I also thought that RSA is weaker than ECDSA and why it was not selected for Bitcoin.
RSA requires a larger key size than ECC for the same bit strength thus it would be a less optional choice where bandwidth and storage are constrained (like cryptocurrencies).
All of the following offer 128 bit securityHashing Function: RIPEMD-128* 128 bit
Symmetric Encryption: AES 128 bit
Asymmetric (elliptic curve): ECC 256 bit
Asymmetric (prime integer): RSA 3,072 bit
* technically RIPEMD-128 is cryptographically weak against collisions and thus no longer offers full 128 bit security. Newer hash functions have gotten larger so I couldn't find any 128 bit hash functions which are still unweakened by cryptanalysis.
It gets worse for RSA if we ever need 160/256 bit security.
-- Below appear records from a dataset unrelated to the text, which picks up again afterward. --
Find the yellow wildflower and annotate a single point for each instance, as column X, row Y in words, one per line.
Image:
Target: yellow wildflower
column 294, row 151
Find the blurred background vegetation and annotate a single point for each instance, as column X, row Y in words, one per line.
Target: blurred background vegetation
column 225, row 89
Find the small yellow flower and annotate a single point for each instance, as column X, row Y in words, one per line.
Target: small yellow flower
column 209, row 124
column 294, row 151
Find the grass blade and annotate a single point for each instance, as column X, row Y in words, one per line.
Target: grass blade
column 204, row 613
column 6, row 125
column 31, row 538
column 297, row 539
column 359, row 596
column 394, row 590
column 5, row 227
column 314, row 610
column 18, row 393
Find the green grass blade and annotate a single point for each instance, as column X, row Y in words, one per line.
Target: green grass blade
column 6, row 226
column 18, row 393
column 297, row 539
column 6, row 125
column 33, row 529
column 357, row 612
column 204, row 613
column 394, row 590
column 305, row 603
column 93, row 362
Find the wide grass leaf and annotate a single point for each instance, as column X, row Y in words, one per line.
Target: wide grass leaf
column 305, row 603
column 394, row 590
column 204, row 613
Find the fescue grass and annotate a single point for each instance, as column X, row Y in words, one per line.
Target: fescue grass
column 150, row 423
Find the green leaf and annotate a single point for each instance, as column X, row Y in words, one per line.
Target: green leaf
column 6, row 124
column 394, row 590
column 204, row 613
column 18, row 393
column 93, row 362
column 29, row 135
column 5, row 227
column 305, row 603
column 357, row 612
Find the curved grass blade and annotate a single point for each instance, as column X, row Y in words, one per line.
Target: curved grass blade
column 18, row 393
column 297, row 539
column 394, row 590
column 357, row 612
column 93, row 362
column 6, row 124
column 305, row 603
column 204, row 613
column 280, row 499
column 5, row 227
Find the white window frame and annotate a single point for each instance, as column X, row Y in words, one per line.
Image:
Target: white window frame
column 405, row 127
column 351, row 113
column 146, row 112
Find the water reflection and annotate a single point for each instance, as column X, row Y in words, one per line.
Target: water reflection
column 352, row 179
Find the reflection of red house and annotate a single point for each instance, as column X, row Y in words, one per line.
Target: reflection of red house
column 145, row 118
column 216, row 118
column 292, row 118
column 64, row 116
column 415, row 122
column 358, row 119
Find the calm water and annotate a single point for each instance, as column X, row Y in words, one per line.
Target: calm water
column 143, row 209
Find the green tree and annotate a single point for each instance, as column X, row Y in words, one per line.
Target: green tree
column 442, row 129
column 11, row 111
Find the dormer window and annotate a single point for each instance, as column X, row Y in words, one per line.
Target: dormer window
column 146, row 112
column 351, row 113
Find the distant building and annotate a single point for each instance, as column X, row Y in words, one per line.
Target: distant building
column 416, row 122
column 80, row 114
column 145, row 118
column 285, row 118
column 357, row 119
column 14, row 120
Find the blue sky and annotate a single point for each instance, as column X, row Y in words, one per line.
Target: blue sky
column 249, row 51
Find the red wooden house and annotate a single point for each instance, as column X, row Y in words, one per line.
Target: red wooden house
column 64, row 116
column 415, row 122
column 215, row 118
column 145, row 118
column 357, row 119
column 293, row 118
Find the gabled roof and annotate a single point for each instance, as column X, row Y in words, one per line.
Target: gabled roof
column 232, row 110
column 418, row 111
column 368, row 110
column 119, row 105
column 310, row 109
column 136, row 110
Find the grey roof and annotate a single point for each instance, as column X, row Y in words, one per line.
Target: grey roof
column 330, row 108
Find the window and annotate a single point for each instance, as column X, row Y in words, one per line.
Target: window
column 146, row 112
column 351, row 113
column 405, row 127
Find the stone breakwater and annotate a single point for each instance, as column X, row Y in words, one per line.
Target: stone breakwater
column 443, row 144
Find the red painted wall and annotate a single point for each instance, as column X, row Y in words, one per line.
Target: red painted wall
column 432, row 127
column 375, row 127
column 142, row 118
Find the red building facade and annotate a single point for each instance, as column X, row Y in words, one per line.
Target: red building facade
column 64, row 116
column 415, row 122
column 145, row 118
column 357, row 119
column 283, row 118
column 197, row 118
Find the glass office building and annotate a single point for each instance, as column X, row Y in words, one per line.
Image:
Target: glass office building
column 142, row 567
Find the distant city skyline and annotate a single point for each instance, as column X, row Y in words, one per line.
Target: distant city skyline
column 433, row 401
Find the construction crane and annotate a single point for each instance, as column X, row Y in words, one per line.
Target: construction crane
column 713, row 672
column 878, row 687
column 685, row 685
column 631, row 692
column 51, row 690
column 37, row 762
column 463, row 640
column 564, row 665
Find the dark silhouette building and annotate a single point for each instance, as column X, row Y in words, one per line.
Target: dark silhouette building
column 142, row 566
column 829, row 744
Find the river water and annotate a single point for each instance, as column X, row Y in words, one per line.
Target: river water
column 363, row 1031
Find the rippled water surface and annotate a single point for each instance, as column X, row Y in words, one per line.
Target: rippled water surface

All of the following offer 160 bit security (or better)Hashing Function: RIPEMD-160
Symmetric Encryption: AES 192 bit (actually is 192 bit security but it is the smallest key size which is >= 160 bit)
Asymmetric (elliptic curve): ECC 320 bit
Asymmetric (prime integer): 7,864 bit
All of the following offer 256 bit security (or better)Hashing Function: RIPEMD-256
Symmetric Encryption: AES 256 bit
Asymmetric (elliptic curve): ECC 512 bit
Asymmetric (prime integer):15,360 bit
Even 128 bit key strength is beyond what can be brute force using classical computing. The higher key strengths are intended to be protection against cryptanalysis. For example a break which reduces the key strength of AES 256 by 28 bits has no practical application but the same 28 bit reduction on AES 128 starts to get it dangerously close to what "could" be brute forced.